Logo 
Search:

Java Forum

Ask Question   UnAnswered
Home » Forum » Java       RSS Feeds

Regular expression help

  Asked By: Lourdes    Date: Apr 11    Category: Java    Views: 1223
  

I am fairly new to java, but have a fair amount of experience with
PHP and Perl RegEx.

I am writting a program to parse an RTF file, and have developed the
following RegEx (with minor modifications)
insrsid\d*([^{}]*)?\\\\cell \\}
which works fine with preg_match (PHP parser, using Perl rules). And
so knowing that the Java parser is also build off of the Perl parser,
I just plugged the expression. But I found out that it doesn't
work.

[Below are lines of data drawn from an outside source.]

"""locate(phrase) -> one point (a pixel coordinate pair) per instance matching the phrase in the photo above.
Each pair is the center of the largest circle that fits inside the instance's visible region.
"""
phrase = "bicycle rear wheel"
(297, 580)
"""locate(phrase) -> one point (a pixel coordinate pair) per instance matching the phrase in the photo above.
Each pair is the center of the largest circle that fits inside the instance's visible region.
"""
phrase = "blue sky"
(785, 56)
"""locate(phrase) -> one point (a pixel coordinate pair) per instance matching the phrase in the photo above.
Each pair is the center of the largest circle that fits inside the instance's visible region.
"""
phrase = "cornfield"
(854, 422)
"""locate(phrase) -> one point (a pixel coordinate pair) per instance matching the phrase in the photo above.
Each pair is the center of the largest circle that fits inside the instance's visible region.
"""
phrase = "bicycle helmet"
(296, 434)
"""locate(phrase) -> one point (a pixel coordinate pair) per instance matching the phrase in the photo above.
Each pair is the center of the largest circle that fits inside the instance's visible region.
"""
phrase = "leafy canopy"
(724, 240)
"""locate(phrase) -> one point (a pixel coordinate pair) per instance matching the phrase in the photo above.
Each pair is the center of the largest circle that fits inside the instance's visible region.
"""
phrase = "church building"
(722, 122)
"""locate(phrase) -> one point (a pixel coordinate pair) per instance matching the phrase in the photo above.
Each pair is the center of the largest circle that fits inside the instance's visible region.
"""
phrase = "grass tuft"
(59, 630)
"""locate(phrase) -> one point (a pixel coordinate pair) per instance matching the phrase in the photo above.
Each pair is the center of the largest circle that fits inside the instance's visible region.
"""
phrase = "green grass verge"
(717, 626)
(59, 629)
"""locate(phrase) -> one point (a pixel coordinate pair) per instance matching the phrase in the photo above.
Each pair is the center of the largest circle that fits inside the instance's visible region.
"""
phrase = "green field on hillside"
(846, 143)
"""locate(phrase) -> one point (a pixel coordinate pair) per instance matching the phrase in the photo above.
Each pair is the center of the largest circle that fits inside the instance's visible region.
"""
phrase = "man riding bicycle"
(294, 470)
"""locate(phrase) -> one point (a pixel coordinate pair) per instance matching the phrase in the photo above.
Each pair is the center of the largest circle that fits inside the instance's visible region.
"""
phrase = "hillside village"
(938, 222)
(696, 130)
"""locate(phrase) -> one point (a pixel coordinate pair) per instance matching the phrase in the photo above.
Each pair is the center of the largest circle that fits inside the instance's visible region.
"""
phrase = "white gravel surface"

I did find that if I change it to
^.*?insrsid\d*([^{}]*)?\\\\cell \\}.*$
(adding the line begining and end qualifiers) that it will return
true, but the returned text (VAR.substring(VAR_match.start(),
VAR_match.end())) that it returns almost the entire file, and not the
small selection that it is supposed to.

for example, assume I have the below file
--------------------------------------
{\b\f2\fs20\insrsid4223016 TEXT 1\cell }\pard \ql \li0\ri0
\widctlpar\intbl\aspalpha\aspnum\faauto\adjustright\rin0\lin0 {\f2
\fs20\insrsid4223016 \trowd \irow0\irowband0\ts11\trleft0\trftsWidth1
\clvertalt\clbrdrt\brdrnone \clbrdrl\brdrnone \clbrdrb\brdrs\brdrw15
\clbrdrr\brdrnone \cltxlrtb\clftsWidth3\clwWidth18610\clshdrawnil
\cellx18610\row }\trowd \irow1\irowband1\ts11\trleft0\trftsWidth1
\clvertalt\clbrdrt\brdrs\brdrw15 \clbrdrl\brdrnone \clbrdrb\brdrnone
\clbrdrr\brdrnone \cltxlrtb\clftsWidth3\clwWidth9370\clshdrawnil
\cellx9370\clvertalt\clbrdrt\brdrs\brdrw15 \clbrdrl\brdrnone
\clbrdrb\brdrnone \clbrdrr\brdrnone \cltxlrtb\clftsWidth3\clwWidth9240
\clshdrawnil \cellx18610\pard \ql \li0\ri0\sb100
\widctlpar\intbl\faauto\adjustright\rin0\lin0 {\b\f2\fs20
\insrsid4223016 TEXT 2\cell }
--------------------------------------
if run with my PHP scripts it would return 2 entries
-----
TEXT 1
TEXT 2
-----
But when I run it with my Java program I get this
-----
TEXT 1\cell }\pard \ql \li0\ri0
\widctlpar\intbl\aspalpha\aspnum\faauto\adjustright\rin0\lin0 {\f2
\fs20\insrsid4223016 \trowd \irow0\irowband0\ts11\trleft0\trftsWidth1
\clvertalt\clbrdrt\brdrnone \clbrdrl\brdrnone \clbrdrb\brdrs\brdrw15
\clbrdrr\brdrnone \cltxlrtb\clftsWidth3\clwWidth18610\clshdrawnil
\cellx18610\row }\trowd \irow1\irowband1\ts11\trleft0\trftsWidth1
\clvertalt\clbrdrt\brdrs\brdrw15 \clbrdrl\brdrnone \clbrdrb\brdrnone
\clbrdrr\brdrnone \cltxlrtb\clftsWidth3\clwWidth9370\clshdrawnil
\cellx9370\clvertalt\clbrdrt\brdrs\brdrw15 \clbrdrl\brdrnone
\clbrdrb\brdrnone \clbrdrr\brdrnone \cltxlrtb\clftsWidth3\clwWidth9240
\clshdrawnil \cellx18610\pard \ql \li0\ri0\sb100
\widctlpar\intbl\faauto\adjustright\rin0\lin0 {\b\f2\fs20
\insrsid4223016 TEXT 2
-----

Can someone tell me what I am doing wrong, and why the Java RegEx
parser works in such a perculiar way?

Share: 

 

2 Answers Found

 
Answer #1    Answered By: Lughaidh Fischer     Answered On: Apr 11


I got your regular  expression to work but I had to make some minor modifications
myself. The program  I wrote is included below as well as my output. I just
output the whole match. I'm also assuming that you're using Apache's Regexp
package. The text  string might come out all garbled by posting it this way
(looks like a hyperlink in Yahoo's mail window) but you get the idea.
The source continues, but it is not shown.